There's a highly controversial subject that the Old Parties don't want you to know about, but which I think is something that you should know about, and that's "Approval Voting".

Here's the quick and dirty: Approval voting is easy to understand and you're probably already doing it, it's not as complicated as ranked-choice voting, and it does NOT violate the "one person, one vote" idea that so many people think it does.

If you're like most people, there are some things about one candidate that you like and some things about another candidate that you like, even if they are political adversaries. Some people who are almost evenly split between multiple opposing candidates will shun the ballot box because they can't decide which candidate to vote for. From a statistics perspective, NOT voting skews the results and gives the winner a false impression of what the people actually want.

I'm a computer programmer, and I think most of us will agree that a computer can do most of the work faster and with fewer errors. But with approval voting, counting can be done on an abacus and still be accurate. Quite simply, in races with more than two candidates, voters can choose as many candidates as they want to choose. The votes are tallied and the candidate with the most votes ... wins. 
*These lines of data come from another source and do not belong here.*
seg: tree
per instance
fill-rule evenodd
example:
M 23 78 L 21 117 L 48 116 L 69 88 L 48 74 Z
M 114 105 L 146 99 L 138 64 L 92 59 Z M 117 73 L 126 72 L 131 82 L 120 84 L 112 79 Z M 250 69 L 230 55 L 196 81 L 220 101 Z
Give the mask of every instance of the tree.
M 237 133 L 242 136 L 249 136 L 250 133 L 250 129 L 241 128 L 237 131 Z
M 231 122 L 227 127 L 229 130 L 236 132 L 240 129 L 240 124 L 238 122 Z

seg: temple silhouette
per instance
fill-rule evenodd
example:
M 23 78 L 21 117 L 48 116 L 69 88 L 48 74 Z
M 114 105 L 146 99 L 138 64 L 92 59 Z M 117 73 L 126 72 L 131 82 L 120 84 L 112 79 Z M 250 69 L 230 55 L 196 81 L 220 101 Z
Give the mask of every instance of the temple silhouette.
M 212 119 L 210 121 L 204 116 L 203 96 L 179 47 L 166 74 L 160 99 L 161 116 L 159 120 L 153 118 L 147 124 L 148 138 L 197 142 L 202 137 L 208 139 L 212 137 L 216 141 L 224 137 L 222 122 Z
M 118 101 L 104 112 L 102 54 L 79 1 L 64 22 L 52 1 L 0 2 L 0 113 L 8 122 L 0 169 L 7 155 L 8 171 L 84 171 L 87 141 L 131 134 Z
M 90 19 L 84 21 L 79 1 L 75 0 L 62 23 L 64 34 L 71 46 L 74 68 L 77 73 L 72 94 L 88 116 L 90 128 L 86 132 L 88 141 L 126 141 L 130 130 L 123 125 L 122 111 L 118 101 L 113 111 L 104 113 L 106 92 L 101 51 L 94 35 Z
The advantage for you, the voters, is that you can 'hedge your bets' (so to speak) behind multiple options. This maximizes the chance of a positive outcome (or, more to the point, one you can live with), and minimizes the chance of unwanted outcomes. Approval voting gives all voters the same ability which they don't have right now. 

Ranked-choice voting does something similar, but there's a hitch; you have to rank your choices as first, second, third, and so on. With approval voting, you just vote for the candidates you like. No more of the "lesser of two evils" type of voting.

Let's address the donkey and elephant in the room; approval voting does NOT violate "one person, one vote" which actually refers to the weight of each vote not that every person only gets to vote for one candidate. The real meaning of "one person, one vote" is that no individual voter's ballot should be given more weight than any other. With approval voting, all voters have equal opportunity to vote for as many candidates as they want, and each vote counts the same. For example, person 1 votes for Bob and Jim, but person 2 votes for Sally and Jim. Jim wins because he received two votes where each of the others received only one vote. That shows that all of the votes are counted equally and that no one ballot was given special treatment. 

Why don't the Old Parties want approval voting? Well, they don't mind it as long as its only used where it won't have too much effect on their ability to retain power (e.g., school boards or city councils). They don't want it in state level (or higher) races because it might [GASP!] give a non-Old Party candidate a chance at actually doing something that they can't do; work for all of the people, not just the ones that think like they do.

But don't take my word for it; look for yourself. Just search "approval voting".